This video clip is from
Teaching the Yawn
YAWN: Getting a dog to yawn on cue usually takes quite a bit of time. It is basically done by "capturing" the behavior when you see the dog doing it. Persistence is the key to getting this behavior on cue.
TURN OFF LIGHT: This is not a difficult action to teach if the dog knows the foundation behaviors of "Feet Up" and targeting with the "Foot".
When I first begin training a puppy, I spend a lot of time teaching him or her FOUNDATION BEHAVIORS -- behaviors that are the "foundations" for other actions/behaviors. "Feet Up" and "Foot" are two of the essentials.
"Feet Up" means that the dog is to put his two front feet up on anything I indicate. "Foot" means the dog is to touch something with either foot.
Since Jyah was well-schooled in these two behaviors, teaching him to turn off a light (paw the switch down) was a simple matter. I say "simple" -- but it did take time to get this action on-cue as Jyah had to assimilate the knowledge that what he did with his paw was what made the light turn off. (To turn on a light -- push the switch up -- he would use his "Nose" which is another foundation behavior.)
To teach Jyah to turn off the light, I had him put his "Feet up" underneath the switch. I did this at a time of day when turning the light off would show a change in luminosity from light to obviously darker. I put his foot on the toggle switch and drug it lightly downward so the light turned off.

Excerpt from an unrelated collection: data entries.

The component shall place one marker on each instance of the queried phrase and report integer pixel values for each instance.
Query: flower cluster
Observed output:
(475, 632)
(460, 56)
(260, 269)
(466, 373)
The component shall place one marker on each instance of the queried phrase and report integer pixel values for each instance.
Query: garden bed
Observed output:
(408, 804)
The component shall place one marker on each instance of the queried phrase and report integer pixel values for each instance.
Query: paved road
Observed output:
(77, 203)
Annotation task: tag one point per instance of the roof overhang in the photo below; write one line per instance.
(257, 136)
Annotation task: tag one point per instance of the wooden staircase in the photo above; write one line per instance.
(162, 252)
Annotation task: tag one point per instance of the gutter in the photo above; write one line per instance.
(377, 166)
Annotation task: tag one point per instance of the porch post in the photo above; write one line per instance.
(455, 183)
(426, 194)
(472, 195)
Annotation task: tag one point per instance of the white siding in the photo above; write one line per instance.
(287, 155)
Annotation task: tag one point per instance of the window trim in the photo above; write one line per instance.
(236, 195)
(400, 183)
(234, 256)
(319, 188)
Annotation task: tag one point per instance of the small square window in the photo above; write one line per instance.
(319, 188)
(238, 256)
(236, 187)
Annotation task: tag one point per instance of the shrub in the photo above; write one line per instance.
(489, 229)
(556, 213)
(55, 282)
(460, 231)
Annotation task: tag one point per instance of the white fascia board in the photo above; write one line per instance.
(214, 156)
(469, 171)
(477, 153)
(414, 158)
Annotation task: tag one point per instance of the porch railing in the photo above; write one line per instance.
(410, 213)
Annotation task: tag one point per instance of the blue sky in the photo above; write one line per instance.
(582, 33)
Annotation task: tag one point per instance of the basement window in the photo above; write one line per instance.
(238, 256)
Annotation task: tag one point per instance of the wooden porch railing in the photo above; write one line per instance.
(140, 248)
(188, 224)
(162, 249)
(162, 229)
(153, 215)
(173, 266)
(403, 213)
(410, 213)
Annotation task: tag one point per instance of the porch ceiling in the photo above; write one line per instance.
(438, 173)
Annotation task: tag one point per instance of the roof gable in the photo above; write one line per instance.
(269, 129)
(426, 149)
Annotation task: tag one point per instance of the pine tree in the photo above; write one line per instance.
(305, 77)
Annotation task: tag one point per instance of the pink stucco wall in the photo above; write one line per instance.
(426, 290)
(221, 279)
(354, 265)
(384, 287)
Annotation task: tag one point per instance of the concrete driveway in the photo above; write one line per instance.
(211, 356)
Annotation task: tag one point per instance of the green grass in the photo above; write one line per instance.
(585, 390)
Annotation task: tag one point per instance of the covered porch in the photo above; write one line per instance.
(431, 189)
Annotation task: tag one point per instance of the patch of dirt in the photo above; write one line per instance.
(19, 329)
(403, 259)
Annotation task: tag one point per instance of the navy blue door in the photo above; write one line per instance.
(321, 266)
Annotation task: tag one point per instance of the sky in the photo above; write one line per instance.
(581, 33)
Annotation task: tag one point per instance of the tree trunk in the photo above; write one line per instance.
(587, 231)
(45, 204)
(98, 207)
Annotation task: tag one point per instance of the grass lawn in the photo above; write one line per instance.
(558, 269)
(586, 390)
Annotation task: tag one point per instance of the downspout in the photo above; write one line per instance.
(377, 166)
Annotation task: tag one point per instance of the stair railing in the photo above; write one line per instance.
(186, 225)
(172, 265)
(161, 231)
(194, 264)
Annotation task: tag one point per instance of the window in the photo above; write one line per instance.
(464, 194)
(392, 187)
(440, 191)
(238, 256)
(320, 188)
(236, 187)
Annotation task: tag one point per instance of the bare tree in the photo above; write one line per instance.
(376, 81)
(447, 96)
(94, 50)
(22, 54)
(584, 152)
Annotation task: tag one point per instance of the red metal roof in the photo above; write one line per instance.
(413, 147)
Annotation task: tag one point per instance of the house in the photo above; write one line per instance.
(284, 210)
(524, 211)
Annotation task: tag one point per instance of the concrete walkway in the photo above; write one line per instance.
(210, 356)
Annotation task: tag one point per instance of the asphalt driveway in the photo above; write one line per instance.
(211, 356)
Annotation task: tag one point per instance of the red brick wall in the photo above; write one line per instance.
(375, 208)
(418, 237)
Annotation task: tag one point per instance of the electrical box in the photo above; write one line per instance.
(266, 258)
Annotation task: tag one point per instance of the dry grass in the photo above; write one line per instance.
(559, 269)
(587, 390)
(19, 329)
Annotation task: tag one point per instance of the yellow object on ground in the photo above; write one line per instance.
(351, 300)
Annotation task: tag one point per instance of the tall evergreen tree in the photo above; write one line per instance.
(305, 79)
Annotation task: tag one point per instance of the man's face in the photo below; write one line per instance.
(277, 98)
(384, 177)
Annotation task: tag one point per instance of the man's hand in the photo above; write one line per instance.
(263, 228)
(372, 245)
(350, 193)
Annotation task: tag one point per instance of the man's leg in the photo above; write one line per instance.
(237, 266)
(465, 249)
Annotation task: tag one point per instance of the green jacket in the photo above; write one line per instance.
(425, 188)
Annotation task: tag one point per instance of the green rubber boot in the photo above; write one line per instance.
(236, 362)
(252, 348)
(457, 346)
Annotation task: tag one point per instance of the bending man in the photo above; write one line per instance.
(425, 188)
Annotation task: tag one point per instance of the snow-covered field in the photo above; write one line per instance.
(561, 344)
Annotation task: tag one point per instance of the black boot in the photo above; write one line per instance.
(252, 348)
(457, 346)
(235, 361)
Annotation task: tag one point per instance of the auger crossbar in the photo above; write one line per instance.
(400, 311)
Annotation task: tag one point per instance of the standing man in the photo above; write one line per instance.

I did this several times, rewarding each time. Then, I put my hand above the switch and said "Foot" and rewarded those tries that flipped the light off. As soon as he was doing this by himself, I stood further back and had him put his feet on the wall and target the switch with his foot. Any time in the process he attempted to claw the wall resulted in a "Wrong" and no reward -- only sweeps downward with the bottom of the pad was rewarded.
This is an exercise most dogs have to do many times in order to understand the connection between their foot on the switch and the light change. Eventually, as you will see in the video clip, I got to the point where I could be across the room and say, "Jyah, would you please turn off the light."
Dogs will yawn when the need arises; however, it takes quite a bit of patience to get them to yawn on cue. Persistence is the key.
When I need pinpoint accuracy in teaching a behavior, I use a clicker to identify for the dog the exact action that I want him to do. The clicker was extremely helpful in capturing the yawn.
I watched for times in the day when Jyah was prone to yawn and made sure I had my clicker and some tasty treats ready so I could capture it. Also, to elicit a yawn from Jyah (so I could capture it) I got close to his face and started yawning. Many dogs will give a "calming signal" by yawning when a person is doing something a little intrusive. As soon as Jyah yawned, I clicked and gave him a treat. I gradually started moving further back when asking for the yawn.
NOTE: A person should have a good training history and/or realationship with the dog before using this method as some dogs get rather testy having someone in their face.
As with many "natural" behaviors the dog does, getting the yawn on-cue can take quite a bit of time.